3.- EL VERDADERO YO ES LA COMPASIÓN, EL AMOR MISMO
A los cristianos que han llegado a sus
propias profundidades -algo que, siento decirlo, no es muy común-, se les
revela una Presencia constante e íntima, que podría incluso ser experimentada
como la que Martín Buber llama una relación "yo-tu". Es un
"sí" profundo y amante, que permanece inherente dentro de nosotros.
En la teología cristiana, esta Presencia interior se suele describir como el
Espíritu Santo, que es Dios en cuanto inmanente, Dios dentro de nosotros, e
incluso Dios como nuestro yo más profundo y verdadero.
Algunos santos y místicos han calificado
esta Presencia como algo que está "más próximo a mí que yo mismo" o
que es "más yo que yo mismo". Muchos de nosotros la describiríamos
también, a tenor de la formulación de Thomas Merton, como el Verdadero Yo. Y
sin embargo, es una Presencia que debe ser despertada y elegida. El Espíritu
Santo se nos da por completo, y se da por igual a todos; pero también tiene que
ser percibido. A quien recibe totalmente esta Presencia y vive a partir de ella
lo llamamos santo.
Es así como la "imagen" se
convierte en "semejanza", por utilizar dos famosas palabras que
aparecen en la creación de los humanos (Gn 1,26-27). Todos tenemos una imagen
que habita con nosotros, pero a la semejanza nos entregamos en grados y estadios
diferentes. Ninguno de nosotros es moral o psicológicamente perfecto o completo
(al menos yo no he encontrado nunca a nadie así), pero un santo o místico se
atreve a creer que él o ella es ontológicamente ("en su mismo ser")

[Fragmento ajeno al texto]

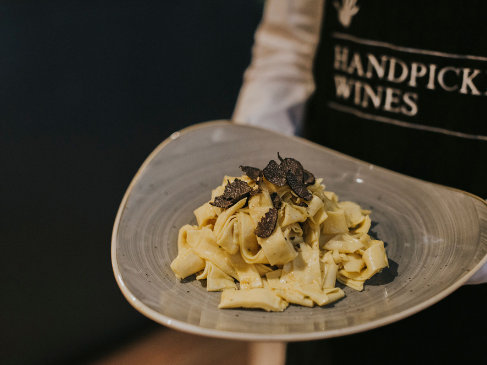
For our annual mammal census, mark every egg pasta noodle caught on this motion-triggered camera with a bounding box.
[170,155,389,312]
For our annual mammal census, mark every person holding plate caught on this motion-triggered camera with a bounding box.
[233,0,487,363]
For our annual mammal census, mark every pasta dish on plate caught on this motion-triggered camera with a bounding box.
[170,154,389,312]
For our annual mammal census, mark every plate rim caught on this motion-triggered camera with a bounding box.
[111,120,487,341]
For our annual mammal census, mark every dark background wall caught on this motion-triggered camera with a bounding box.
[0,2,263,364]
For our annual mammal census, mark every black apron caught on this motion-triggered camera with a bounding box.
[288,1,487,364]
[304,0,487,198]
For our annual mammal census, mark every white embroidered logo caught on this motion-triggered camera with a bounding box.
[334,0,360,28]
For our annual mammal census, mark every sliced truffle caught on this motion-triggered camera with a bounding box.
[277,153,316,187]
[223,178,252,200]
[286,172,313,201]
[263,160,286,186]
[254,208,278,238]
[211,195,235,209]
[239,165,263,182]
[210,178,252,208]
[298,201,308,207]
[279,156,304,182]
[303,169,315,186]
[270,192,282,209]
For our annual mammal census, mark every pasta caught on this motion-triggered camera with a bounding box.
[170,154,389,312]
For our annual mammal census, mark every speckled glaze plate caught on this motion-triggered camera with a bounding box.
[112,121,487,341]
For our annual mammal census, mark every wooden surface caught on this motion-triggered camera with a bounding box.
[88,327,287,365]
[89,328,250,365]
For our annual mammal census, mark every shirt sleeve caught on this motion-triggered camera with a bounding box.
[466,262,487,285]
[466,200,487,284]
[232,0,325,136]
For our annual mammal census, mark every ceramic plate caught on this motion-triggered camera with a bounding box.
[112,121,487,341]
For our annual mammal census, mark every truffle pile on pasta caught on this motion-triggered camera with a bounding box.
[170,154,389,312]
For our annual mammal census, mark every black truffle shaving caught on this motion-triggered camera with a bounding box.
[286,172,313,201]
[223,178,252,200]
[298,201,308,207]
[270,192,282,209]
[276,153,315,186]
[254,208,278,238]
[263,160,287,186]
[210,178,252,208]
[239,165,263,182]
[278,154,304,182]
[211,195,235,209]
[213,154,315,208]
[303,169,315,186]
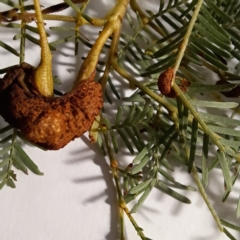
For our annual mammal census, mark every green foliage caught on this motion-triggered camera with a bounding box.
[1,0,240,239]
[0,127,43,189]
[99,0,240,238]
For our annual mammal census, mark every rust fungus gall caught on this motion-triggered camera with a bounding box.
[158,68,190,98]
[0,63,103,150]
[157,68,174,96]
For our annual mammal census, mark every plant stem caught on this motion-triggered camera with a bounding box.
[120,201,146,240]
[104,132,125,240]
[74,22,113,84]
[104,132,146,240]
[74,1,90,55]
[172,83,225,152]
[19,0,26,64]
[182,139,223,231]
[33,0,53,96]
[99,21,122,91]
[173,0,203,75]
[0,1,106,26]
[5,12,106,26]
[6,130,17,180]
[74,0,130,84]
[191,165,223,231]
[130,0,166,37]
[74,12,81,55]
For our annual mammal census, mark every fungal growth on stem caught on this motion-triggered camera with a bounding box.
[0,0,103,149]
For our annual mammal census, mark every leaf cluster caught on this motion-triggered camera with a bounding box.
[0,126,43,189]
[98,1,240,238]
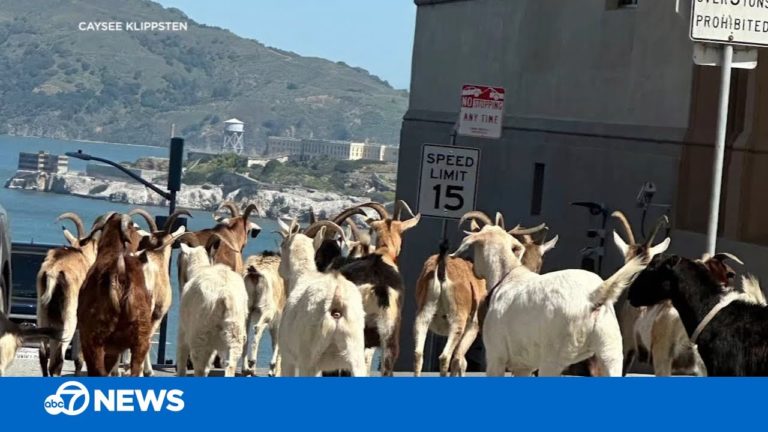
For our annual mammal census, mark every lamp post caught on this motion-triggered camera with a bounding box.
[65,137,185,366]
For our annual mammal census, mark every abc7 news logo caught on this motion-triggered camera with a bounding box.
[44,381,90,416]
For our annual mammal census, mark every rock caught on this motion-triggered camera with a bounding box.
[5,171,365,217]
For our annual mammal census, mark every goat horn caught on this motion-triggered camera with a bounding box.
[163,209,192,233]
[712,252,744,266]
[495,212,506,230]
[357,202,389,220]
[459,211,493,229]
[128,208,159,232]
[611,211,636,246]
[119,214,134,245]
[331,207,368,225]
[508,223,548,235]
[177,232,201,248]
[242,203,260,220]
[88,211,117,236]
[644,215,670,246]
[56,212,85,239]
[345,218,364,241]
[303,220,346,240]
[216,200,241,218]
[394,200,416,221]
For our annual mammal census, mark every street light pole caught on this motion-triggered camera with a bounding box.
[157,137,184,365]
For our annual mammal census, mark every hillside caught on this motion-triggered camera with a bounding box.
[0,0,408,151]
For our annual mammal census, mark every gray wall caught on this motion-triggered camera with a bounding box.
[395,0,703,371]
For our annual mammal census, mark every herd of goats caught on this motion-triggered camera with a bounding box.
[1,198,768,377]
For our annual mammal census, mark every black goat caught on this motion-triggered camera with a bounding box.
[628,254,768,376]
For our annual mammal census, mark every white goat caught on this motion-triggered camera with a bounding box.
[176,241,248,377]
[452,211,648,376]
[277,219,366,377]
[241,252,285,377]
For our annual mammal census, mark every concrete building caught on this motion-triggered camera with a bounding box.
[394,0,768,371]
[265,136,399,162]
[17,151,68,174]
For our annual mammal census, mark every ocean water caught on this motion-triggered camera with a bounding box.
[0,135,279,368]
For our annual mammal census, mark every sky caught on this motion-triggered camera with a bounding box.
[155,0,417,90]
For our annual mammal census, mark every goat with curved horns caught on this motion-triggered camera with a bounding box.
[178,202,262,291]
[329,200,420,376]
[36,212,99,376]
[277,219,366,376]
[628,254,768,376]
[452,210,649,376]
[128,208,189,376]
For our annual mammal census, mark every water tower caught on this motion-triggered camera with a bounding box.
[222,118,245,155]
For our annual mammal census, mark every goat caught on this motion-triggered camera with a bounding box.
[413,215,557,377]
[452,211,648,376]
[77,213,170,376]
[330,201,420,376]
[177,201,261,291]
[128,208,189,376]
[628,254,768,376]
[1,314,61,376]
[176,239,248,377]
[277,219,366,376]
[413,240,485,377]
[241,252,285,377]
[36,212,99,376]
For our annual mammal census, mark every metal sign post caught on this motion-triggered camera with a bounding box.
[689,1,765,255]
[705,45,733,256]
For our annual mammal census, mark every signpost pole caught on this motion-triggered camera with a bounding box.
[440,125,458,242]
[705,44,733,256]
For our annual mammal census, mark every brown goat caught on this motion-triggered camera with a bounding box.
[413,212,550,377]
[37,212,100,376]
[77,213,166,376]
[177,201,260,291]
[128,209,189,376]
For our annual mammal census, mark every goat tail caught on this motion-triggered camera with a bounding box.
[38,271,61,307]
[741,275,766,306]
[330,281,345,320]
[590,255,649,308]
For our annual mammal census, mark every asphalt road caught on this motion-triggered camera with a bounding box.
[6,350,658,377]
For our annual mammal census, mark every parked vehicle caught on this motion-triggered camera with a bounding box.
[0,204,10,315]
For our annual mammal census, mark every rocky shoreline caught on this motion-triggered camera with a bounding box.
[5,172,368,219]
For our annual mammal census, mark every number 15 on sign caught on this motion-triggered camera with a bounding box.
[417,144,480,219]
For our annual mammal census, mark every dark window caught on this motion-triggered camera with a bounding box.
[531,163,545,216]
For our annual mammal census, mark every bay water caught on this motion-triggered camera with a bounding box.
[0,135,280,369]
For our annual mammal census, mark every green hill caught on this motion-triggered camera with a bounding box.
[0,0,408,151]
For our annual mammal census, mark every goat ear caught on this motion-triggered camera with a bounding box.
[179,243,192,254]
[312,227,327,251]
[649,237,671,257]
[399,213,421,232]
[451,234,477,258]
[62,228,79,247]
[470,220,481,232]
[540,235,559,255]
[277,218,291,237]
[613,230,630,258]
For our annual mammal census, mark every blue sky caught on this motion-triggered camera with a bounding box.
[156,0,417,90]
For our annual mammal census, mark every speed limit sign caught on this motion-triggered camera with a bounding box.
[417,144,480,219]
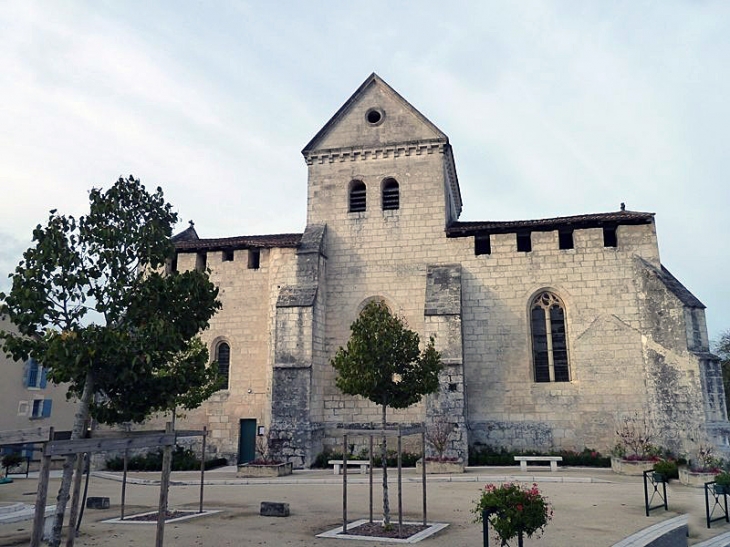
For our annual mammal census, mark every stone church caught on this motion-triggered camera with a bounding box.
[169,73,727,467]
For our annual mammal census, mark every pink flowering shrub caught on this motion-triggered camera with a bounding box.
[473,482,553,545]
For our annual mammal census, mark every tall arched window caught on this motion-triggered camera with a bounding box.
[530,292,570,383]
[349,180,366,212]
[382,178,399,210]
[216,342,231,389]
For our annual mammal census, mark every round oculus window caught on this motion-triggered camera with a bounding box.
[366,108,385,126]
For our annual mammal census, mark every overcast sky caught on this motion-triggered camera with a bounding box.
[1,1,728,341]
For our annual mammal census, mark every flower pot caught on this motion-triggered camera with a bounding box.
[678,466,718,488]
[236,461,293,478]
[714,484,730,495]
[610,457,656,476]
[415,458,465,474]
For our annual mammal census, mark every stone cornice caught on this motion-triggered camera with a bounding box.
[303,138,447,165]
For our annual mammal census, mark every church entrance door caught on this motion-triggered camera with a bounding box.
[238,418,257,464]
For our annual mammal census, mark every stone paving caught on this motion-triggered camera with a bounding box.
[2,466,730,546]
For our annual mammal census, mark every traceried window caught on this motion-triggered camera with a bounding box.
[381,178,399,210]
[216,342,231,389]
[349,180,366,212]
[530,292,570,383]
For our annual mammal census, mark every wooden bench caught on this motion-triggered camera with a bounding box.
[514,456,562,472]
[328,459,370,475]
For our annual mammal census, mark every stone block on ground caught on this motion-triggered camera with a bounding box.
[260,501,290,517]
[86,497,110,509]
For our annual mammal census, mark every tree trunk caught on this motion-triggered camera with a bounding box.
[381,404,390,527]
[49,372,94,547]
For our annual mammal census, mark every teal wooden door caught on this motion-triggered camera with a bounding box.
[238,419,257,464]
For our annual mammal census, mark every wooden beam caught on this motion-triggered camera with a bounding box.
[0,427,51,446]
[47,433,176,456]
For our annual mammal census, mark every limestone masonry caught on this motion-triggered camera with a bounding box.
[165,74,728,467]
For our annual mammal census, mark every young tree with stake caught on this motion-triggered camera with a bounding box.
[331,300,442,528]
[0,176,222,547]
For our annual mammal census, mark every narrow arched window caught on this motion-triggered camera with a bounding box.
[382,178,399,210]
[531,292,569,382]
[349,180,366,212]
[216,342,230,389]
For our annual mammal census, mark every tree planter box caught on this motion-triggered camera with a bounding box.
[237,462,292,478]
[678,466,718,488]
[610,457,656,476]
[415,458,465,474]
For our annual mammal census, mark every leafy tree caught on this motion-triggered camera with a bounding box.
[331,300,442,527]
[717,330,730,412]
[0,176,221,547]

completo, y que esto constituye enteramente un don de Dios: ¡Esto no tiene nada
que ver conmigo!
El Espíritu Santo nunca es una creación de
nuestras acciones o conductas, antes bien, mora de manera natural en nosotros,
es nuestro estar con Dios. En la teología católica llamamos al Espíritu Santo
"la Gracia Increada". La cultura e incluso la religión nos enseñan a
menudo a vivir de nuestro falso yo, hecho de reputación, imagen personal, rol,
posesiones, dinero, apariencia, etcétera. Solamente a medida que esto nos va
faltando, y siempre acaba faltándonos, se nos revela el Verdadero Yo y se
muestra dispuesto a guiarnos, si bien algunas almas iluminadas se entregan
mucho antes a esta verdad y presencia.
El Verdadero Yo, más que enseñarnos
compasión, es la compasión propiamente dicha. Y es a partir de ese lugar más
espacioso y fundamentado como uno conecta, empatiza, perdona y ama grosso modo
todas las cosas. Nosotros fuimos hechos en el amor, para el amor y hacia el
amor. (Esto está actualmente respaldado incluso por pruebas científicas y
biológicas; en efecto, vemos que nuestro cerebro neomamífero encierra emociones
positivas de ‘contento y deseo de criar’.
Podemos verlo funcionando de manera natural en todos los mamíferos, que viven
su vida pacíficamente, alimentando y protegiendo a sus crías y aceptando el
hecho inevitable del sufrimiento y de la muerte de manera mucho más natural que
nosotros, que estamos provistos de una caprichosa neocorteza cerebral que
quiere ordenarlo y explicarlo todo).
Este profundo "sí" interior es
Dios en mí, es Dios amante a través de mí. El falso yo no sabe realmente cómo
amar de un modo profundo y amplio. Es demasiado oportunista. Es demasiado
pequeño. Es demasiado autorreferencial para ser compasivo.
El verdadero Yo -donde nosotros y Dios
somos uno- no elige amar pues ya es amor de por sí (Col 3,3-4). Amar desde este
vasto espacio se asemeja a -y se experimenta como- un río que corre dentro de
nosotros con total fluidez (Jn 7,38-39).